Mit dem Fonds ist die Bürgerinnen- und Bürgerversicherung ebenso wie die Kopfpauschale der CDU/CSU zu machen. Ich habe aber erhebliche Zweifel, ob das SPD-Modell mit unserem übereinstimmt. Sie ist für die Beibehaltung der Beitragsbemessungsgrenze. Ich möchte dies am eigenen Beispiel erläutern: Als Bundestagsabgeordneter erhalte ich 2009 eine Abgeordnetendiät in Höhe von 7668 Euro. Ab 2009 zahle ich bis zur Beitragsbemessungsgrenze von 3675 Euro 15,5 Prozent Beitrag. Im Verhältnis zu meinem Einkommen sind dies dann real 7,4 Prozent. Das ist sozial ungerecht. Spitzenverdiener zahlen bei Beibehaltung der Beitragsbemessungsgrenze prozentual immer weniger, je höher ihr Monatseinkommen ist.
Letzte Woche wurde bekannt, dass sich die Finanzkrise auch auf den Gesundheitsfonds auswirken wird: nach konservativen Schätzungen werden mind. 440 Mio. Euro fehlen – Folge des zu erwartenden Anstiegs der Arbeitslosigkeit. Dies soll aus der Staatskasse ausgeglichen werden, aber der Fonds muss das Geld spätestens 2010 zurückzahlen. Was bedeutet das für die Versicherten?
Da der Fonds die fehlenden Mittel 2010 von den Krankenkassen zurückfordert, zahlen die Versicherten am Ende die Zeche. Außerdem ist in den kommenden Jahren mit weiteren Kostensteigerungen zu rechnen, die mit den 15,5 Prozent Beitrag nicht finanziert sind. Auch dies werden die Krankenkassen über Zusatzbeiträge bei den Versicherten holen. Die Krankenversicherten werden nach Lage der Dinge Kostensteigerungen zukünftig alleine zahlen, der Arbeitgeber bleibt außen vor.
Ist das Konzept der letzten Gesundheitsreform der Regierung in der aktuellen Situation haltbar? Welche weiteren Auswirkungen werden sich ergeben?

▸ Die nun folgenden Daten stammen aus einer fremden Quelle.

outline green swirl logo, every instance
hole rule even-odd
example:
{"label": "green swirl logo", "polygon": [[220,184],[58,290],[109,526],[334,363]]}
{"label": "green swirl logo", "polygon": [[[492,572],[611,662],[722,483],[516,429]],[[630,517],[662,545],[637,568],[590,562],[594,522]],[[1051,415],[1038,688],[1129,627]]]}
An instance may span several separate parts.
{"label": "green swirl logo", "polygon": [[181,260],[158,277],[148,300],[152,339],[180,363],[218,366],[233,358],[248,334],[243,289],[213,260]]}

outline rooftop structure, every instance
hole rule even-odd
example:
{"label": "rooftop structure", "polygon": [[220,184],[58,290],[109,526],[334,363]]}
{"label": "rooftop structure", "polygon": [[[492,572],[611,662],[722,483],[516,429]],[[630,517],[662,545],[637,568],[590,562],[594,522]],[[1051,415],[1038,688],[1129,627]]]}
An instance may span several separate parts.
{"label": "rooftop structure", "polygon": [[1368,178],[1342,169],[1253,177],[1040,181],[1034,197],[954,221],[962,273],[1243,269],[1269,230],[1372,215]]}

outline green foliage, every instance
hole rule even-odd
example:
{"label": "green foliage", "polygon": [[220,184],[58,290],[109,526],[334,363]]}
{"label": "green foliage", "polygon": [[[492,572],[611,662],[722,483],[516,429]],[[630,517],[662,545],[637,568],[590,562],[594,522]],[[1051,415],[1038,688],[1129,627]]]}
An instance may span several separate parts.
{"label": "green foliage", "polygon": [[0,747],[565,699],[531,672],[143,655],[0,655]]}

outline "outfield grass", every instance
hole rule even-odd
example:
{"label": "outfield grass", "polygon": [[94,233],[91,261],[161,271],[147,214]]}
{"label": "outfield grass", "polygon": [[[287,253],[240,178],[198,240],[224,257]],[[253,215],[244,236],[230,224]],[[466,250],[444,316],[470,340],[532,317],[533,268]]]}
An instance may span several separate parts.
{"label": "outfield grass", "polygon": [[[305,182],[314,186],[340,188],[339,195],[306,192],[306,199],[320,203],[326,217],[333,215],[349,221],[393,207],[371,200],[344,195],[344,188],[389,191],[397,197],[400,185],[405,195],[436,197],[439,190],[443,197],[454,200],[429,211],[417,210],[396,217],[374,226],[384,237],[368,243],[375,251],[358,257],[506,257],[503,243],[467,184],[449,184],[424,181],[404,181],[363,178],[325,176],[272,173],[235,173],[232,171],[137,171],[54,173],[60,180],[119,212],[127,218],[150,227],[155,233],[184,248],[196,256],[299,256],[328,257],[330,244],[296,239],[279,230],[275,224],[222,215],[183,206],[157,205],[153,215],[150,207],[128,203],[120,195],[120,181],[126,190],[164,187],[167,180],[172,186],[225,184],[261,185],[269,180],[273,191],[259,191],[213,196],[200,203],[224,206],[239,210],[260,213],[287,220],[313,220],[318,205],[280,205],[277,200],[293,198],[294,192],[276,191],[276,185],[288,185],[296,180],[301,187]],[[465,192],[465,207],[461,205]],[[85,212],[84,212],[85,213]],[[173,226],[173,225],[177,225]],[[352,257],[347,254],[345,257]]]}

Die vorher schon benannten Teilkaskotarife und andere Wahltarife führen zur Entsolidarisierung. Denn wer jung und gesund ist, kann mit Beitragsrückerstattungen rechnen oder Teilkaskotarife wählen. Kranke können dies nicht. Die Kosten für Krankheit bleiben aber bestehen. Das muss bezahlt werden. Deshalb werden Vollkaskotarife erheblich teurer. Damit wird das Sozialstaatsprinzip nach meiner Auffassung auf den Kopf gestellt.